Hace algunos años conocí en Burdeos Mr. Camilo de la R..., polonés, secretario de una legación, tirador de primera fuerza, temible en el terreno; manco del brazo izquierdo; quedándole unido solamente al hombro un corto muñon, puesto que la amputación había tenido lugar por encima del codo. Este caballero que se tendía a fondo de una manera sorprendente; con belleza de posición y destreza sin igual; siempre al verificar un movimiento estraño, para salir del centro o sencillamente para volver a la guardia hacía uso de su resto de brazo elevándolo todo lo posible al levantarse y tendiéndolo al tenderse; lo que demuestra entendía perfectamente la teoría de composición y descomposición de fuerza y la aplicaba aun en el caso desgraciado suyo en que poca ayuda podía prestarle.

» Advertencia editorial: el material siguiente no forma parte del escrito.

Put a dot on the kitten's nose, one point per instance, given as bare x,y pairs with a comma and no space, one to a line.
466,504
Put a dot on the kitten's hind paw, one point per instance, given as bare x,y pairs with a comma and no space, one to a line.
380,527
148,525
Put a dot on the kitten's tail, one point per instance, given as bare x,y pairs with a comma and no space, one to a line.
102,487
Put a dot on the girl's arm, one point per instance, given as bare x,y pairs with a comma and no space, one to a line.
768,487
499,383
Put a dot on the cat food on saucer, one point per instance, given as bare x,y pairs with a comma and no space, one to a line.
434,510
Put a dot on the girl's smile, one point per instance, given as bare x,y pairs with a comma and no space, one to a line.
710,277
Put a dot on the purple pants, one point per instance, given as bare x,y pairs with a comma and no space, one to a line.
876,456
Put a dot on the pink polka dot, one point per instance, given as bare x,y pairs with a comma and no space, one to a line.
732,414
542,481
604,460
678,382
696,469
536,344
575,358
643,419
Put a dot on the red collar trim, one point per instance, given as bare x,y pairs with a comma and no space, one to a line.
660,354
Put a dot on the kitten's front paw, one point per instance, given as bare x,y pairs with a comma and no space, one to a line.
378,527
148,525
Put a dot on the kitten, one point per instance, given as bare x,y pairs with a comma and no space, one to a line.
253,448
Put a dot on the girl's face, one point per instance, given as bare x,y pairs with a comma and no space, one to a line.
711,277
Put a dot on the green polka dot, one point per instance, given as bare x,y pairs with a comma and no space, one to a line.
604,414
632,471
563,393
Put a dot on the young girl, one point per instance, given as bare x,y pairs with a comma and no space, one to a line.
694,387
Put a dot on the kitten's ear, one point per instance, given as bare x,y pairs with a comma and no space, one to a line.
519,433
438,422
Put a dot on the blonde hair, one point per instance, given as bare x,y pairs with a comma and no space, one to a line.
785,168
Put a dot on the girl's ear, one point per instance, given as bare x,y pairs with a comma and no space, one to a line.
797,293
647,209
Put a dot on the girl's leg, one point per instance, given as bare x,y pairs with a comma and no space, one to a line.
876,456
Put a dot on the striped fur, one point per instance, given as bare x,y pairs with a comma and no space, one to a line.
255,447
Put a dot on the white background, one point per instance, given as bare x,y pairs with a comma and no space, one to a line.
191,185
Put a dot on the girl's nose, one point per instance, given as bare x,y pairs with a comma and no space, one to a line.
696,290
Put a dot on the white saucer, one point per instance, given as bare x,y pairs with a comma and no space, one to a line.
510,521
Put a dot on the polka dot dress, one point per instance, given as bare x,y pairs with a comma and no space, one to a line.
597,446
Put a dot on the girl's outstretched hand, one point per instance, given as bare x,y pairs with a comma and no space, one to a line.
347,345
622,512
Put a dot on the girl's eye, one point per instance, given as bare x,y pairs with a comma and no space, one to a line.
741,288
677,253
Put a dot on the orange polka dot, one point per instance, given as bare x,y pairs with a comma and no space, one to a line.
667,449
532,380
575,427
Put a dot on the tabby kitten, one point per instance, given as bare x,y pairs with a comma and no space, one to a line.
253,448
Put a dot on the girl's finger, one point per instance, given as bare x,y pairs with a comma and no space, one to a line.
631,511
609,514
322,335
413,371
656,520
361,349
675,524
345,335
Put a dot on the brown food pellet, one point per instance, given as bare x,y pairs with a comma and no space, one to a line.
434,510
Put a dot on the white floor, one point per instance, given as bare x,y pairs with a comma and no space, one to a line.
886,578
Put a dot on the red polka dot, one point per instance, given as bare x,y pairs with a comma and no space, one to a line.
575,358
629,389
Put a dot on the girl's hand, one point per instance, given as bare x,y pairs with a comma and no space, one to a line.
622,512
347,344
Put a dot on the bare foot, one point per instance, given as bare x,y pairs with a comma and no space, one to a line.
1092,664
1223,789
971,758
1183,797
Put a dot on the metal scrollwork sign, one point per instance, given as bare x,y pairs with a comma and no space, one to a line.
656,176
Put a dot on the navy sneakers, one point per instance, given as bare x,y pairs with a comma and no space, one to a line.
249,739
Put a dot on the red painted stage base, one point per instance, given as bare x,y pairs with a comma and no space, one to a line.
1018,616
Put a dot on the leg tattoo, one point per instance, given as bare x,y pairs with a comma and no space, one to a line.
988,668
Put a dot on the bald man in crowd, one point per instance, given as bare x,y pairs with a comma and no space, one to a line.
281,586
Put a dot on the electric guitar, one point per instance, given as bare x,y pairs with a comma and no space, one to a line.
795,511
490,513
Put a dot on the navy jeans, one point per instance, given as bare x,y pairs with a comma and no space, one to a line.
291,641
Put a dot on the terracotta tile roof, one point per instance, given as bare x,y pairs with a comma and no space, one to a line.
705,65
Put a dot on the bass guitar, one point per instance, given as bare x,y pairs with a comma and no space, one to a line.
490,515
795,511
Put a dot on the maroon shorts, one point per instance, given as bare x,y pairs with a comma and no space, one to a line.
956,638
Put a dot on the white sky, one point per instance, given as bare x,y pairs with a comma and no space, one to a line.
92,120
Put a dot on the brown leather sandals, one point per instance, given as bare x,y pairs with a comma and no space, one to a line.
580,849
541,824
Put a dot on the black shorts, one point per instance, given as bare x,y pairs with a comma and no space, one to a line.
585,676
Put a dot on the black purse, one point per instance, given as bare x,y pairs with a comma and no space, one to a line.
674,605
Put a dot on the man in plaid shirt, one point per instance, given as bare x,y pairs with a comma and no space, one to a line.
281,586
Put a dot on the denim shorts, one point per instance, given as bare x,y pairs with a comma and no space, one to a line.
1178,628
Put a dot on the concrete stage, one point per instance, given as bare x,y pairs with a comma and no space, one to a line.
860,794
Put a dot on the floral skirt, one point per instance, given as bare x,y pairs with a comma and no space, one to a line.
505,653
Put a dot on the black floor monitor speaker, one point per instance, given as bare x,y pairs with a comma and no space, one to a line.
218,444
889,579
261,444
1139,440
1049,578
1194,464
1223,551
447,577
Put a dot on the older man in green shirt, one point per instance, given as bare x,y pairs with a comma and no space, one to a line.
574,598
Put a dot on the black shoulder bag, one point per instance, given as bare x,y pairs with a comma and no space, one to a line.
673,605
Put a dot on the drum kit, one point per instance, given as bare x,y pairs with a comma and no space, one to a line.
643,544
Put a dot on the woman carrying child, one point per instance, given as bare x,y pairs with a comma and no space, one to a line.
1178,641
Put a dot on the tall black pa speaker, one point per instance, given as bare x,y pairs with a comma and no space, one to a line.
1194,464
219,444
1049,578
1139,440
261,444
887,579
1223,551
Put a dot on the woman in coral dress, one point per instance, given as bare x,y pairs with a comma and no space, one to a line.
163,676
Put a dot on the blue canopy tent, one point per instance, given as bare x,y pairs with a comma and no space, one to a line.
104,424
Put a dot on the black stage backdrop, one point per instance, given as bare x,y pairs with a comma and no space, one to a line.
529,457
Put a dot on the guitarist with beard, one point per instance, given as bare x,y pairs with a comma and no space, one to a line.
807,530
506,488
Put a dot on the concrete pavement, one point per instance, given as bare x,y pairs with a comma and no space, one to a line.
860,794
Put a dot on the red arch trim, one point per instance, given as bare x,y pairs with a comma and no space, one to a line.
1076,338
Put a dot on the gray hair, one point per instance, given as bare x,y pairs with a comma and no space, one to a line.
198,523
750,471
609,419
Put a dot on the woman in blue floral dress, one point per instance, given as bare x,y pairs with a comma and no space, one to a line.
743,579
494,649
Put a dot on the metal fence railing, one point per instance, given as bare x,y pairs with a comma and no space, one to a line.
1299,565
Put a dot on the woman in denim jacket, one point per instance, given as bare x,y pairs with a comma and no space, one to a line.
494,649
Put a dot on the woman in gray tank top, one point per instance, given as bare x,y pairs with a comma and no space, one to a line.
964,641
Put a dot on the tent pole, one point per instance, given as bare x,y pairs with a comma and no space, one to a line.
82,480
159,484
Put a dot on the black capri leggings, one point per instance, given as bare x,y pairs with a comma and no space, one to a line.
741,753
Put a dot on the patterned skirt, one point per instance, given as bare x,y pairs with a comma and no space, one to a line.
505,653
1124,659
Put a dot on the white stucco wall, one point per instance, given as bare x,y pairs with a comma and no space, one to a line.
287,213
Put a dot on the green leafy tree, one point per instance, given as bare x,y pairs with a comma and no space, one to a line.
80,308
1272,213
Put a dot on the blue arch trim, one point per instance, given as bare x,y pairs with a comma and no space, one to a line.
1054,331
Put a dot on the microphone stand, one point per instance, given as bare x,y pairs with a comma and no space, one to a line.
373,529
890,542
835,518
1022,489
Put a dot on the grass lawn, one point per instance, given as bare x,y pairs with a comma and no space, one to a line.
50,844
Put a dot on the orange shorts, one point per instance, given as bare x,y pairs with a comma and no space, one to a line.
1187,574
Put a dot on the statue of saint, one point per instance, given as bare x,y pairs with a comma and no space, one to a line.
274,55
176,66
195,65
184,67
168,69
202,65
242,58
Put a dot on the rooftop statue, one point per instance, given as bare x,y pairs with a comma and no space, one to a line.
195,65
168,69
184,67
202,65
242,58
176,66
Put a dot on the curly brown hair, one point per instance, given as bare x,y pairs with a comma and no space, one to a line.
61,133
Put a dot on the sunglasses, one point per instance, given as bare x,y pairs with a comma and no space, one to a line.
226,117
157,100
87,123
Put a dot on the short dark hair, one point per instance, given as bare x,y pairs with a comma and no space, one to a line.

Era hombre extraordinario de disposición superior para manejar las armas, conocía todas las salas de Europa y se había medido con los tiradores de mayor nombradía: poseía músculos de acero con la flexibilidad del junco: cuando se tocaba su solinge se esperimentaba en la mano y muñeca una impresión dolorosa como si se encontrasen bajo la acción de una corriente eléctrica.
Tuve la honra de recibir algunas lecciones suyas, que nunca le agradeceré bastante.
Murió en Baden-Baden de una bala que le colocaron en la cabeza.